Tasso veta apoio de Bolsonaro no palanque da oposição no Ceará

Indicado por Tasso Jereissati (PSDB) para disputar o Governo este ano, Capitão Wagner (PR) terá que lidar com uma difícil imposição do senador tucano: o apoio ao deputado Jair Bolsonaro, pré-candidato à presidência da República, está proibido.
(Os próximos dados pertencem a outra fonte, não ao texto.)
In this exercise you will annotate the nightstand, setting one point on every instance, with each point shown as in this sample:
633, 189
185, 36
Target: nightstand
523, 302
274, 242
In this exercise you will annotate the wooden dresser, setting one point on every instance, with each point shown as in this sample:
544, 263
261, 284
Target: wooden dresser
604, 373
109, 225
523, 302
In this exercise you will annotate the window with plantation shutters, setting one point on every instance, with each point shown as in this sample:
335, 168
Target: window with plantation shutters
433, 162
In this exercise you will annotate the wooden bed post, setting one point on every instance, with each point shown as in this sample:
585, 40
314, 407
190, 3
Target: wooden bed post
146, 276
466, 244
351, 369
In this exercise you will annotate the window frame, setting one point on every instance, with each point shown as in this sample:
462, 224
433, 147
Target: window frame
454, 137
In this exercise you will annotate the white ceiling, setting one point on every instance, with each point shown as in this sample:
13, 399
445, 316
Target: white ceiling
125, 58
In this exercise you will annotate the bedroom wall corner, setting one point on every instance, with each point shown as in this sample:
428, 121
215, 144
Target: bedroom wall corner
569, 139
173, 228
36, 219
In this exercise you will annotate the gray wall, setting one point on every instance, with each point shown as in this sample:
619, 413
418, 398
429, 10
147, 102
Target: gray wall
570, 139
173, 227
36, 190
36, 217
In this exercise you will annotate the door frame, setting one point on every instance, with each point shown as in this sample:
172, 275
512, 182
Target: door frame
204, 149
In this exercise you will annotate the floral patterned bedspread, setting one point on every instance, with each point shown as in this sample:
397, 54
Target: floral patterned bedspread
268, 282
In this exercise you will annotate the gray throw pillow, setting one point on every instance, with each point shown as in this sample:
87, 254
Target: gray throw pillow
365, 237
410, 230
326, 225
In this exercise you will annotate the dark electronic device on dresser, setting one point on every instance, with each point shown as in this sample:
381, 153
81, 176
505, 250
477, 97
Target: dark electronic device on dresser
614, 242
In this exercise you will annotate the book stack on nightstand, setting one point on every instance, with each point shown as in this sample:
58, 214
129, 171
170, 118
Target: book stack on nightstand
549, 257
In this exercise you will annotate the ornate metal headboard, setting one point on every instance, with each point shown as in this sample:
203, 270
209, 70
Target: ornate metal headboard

Na avaliação de Wagner, este é um grande problema, já que “grande parte da minha militância voluntária, que são aquelas pessoas que vão para a rua, vestem a camisa, seguram a bandeira de graça, até porque não posso pagar, é de eleitores do Bolsonaro.

Indicado por Tasso Jereissati (PSDB) para disputar o Governo este ano, Capitão Wagner (PR) terá que lidar com uma difícil imposição do senador tucano: em seu palanque, não poderá haver apoio a Jair Bolsonaro, pré-candidato à Presidência da República. Quem confirma a informação, de acordo com o jornal O Povo, é o presidente do PSDB estadual, Francini Guedes.

Segundo ele, não houve a exigência de que Wagner apoie o candidato do PSDB à presidência, mas um veto a Bolsonaro. “Não houve essa condição de palanque fechado, mas o Tasso não concorda com o Bolsonaro. A oposição apoiar outros nomes não seria um problema, o problema seria ter pessoas (no palanque) que apoiam o Bolsonaro”, afirmou, justificando que “Nós achamos que ele não é bom para o País”.

Capitão Wagner, no entanto, considera a proibição um grande problema. “Grande parte da minha militância voluntária, que são aquelas pessoas que vão para a rua, vestem a camisa, seguram a bandeira de graça, até porque não posso pagar, é de eleitores do Bolsonaro”. Ele avalia ainda que, além do eleitorado, perderá o apoio de partidos “como o PHS do (deputado federal) Cabo Sabino, que não abre mão de apoiar o Bolsonaro”.